Source: Standards body to seize shoddy products | The Herald July 7, 2017

Golden Sibanda Senior Business Reporter
THE Zimbabwe Quality Standards Regulatory Authority, a new standards body Government is working on, will have power to confiscate products falling short of set benchmarks.

Standards Association of Zimbabwe certification director Sebastian Zuze said Government was working on a standards regulatory authority because it was critical for local industry to be competitive globally and to produce quality products.

This comes amid revelations that a number of local companies, especially in construction, were providing substandard products and service, which riled consumers.

Mr Zuze said a regulatory authority was fundamental for Zimbabwe to comply with international norms on trade, and so the initiative by Government was not designed to punish industry, but to make sure its products met expectations of consumers.

“Having noted that industry are not taking these issues of standards seriously , the Government has put in place a regulatory authority, which is the Zimbabwe Quality Standards Regulatory Authority,” Mr Zuze said.

SAZ will remain in place.

“The Standards Association of Zimbabwe will remain there in its role as facilitator of development of Standards. However, this standards authority will have the power to enforce (minimum quality) standards as a regulator,” Mr Zuze said.

“The major highlight of the Bill is that if goods do not comply, they can be confiscated and disposed of. The regulatory authority, unlike other bodies which just say your goods do not comply, will have authority to confiscate and dispose.”

Mr Zuze said the Bill had provisions that provided for protection of consumer rights.

This authority is being set up through an Act of Parliament with the process now at an advanced level, Bill stage, spearheaded by the Ministry of Industry and Trade.

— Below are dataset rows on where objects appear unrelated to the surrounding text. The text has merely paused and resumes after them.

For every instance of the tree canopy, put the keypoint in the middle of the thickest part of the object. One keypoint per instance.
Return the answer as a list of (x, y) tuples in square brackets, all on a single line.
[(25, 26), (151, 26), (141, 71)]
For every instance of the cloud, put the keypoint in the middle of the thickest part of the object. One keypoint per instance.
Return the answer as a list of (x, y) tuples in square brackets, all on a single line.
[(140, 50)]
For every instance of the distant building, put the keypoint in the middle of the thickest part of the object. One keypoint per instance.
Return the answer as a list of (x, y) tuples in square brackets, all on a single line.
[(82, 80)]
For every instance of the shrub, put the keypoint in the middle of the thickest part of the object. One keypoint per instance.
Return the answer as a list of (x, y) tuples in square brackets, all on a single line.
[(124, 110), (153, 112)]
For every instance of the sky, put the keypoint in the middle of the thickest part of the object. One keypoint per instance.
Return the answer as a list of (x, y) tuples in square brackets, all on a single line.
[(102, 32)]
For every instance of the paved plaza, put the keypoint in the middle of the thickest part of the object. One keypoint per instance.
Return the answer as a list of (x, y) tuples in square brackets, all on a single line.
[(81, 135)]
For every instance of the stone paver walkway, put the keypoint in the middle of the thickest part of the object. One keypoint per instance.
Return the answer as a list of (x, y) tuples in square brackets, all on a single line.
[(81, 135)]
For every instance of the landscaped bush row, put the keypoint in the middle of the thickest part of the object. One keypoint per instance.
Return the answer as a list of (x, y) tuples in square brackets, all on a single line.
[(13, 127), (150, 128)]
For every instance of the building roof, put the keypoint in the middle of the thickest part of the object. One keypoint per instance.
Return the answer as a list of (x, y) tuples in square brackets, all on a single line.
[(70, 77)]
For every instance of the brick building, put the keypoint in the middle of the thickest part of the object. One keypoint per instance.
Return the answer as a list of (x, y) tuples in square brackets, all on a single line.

“What is important is for industry to get hold of the draft Bill and understand the compliance issues arising from this Bill so that they are more proactive and become compliant (in advance) so that it is not seen as a barrier to trade,” he said.

Mr Zuze said local industry played second fiddle to imports because the foreign producers followed specific standards that guaranteed efficiency and high quality.

“We are not doing well (in terms of competitiveness) because we are not doing it the best way. Standards mean you are looking at the best way of doing something.

“Those countries which are more competitive than us, if you look at the heart of what they doing, they use standards. The look at the best way of managing energy, best way to utilise labour, best way to achieve efficiencies and effectiveness in their operations, which elements contained in standards,” he said.

The SAZ certification director said that many countries had standards regulators and cases in point were neighbouring South Africa and Kenya in East Africa.

“We actually have been behind in enforcing standards. Other countries have regulatory bodies, which work closely with industry. Industry should participate and work with SAZ, as a developer and facilitator of standards,” he said.

Mr Zuze said local industry was being consulted for its input in the current process to establish a regulatory board that will compel adherence to set benchmarks.

He said, generally, the interest and adoption of set standards in Zimbabwe was growing. This was on the back of initiatives by SAZ to raise awareness in local firms.

However, there is concern that small to medium enterprises regarded the need to comply with minimum standards as a preserve for the bigger companies. For instance, only 200 local companies are certified to the quality management standard.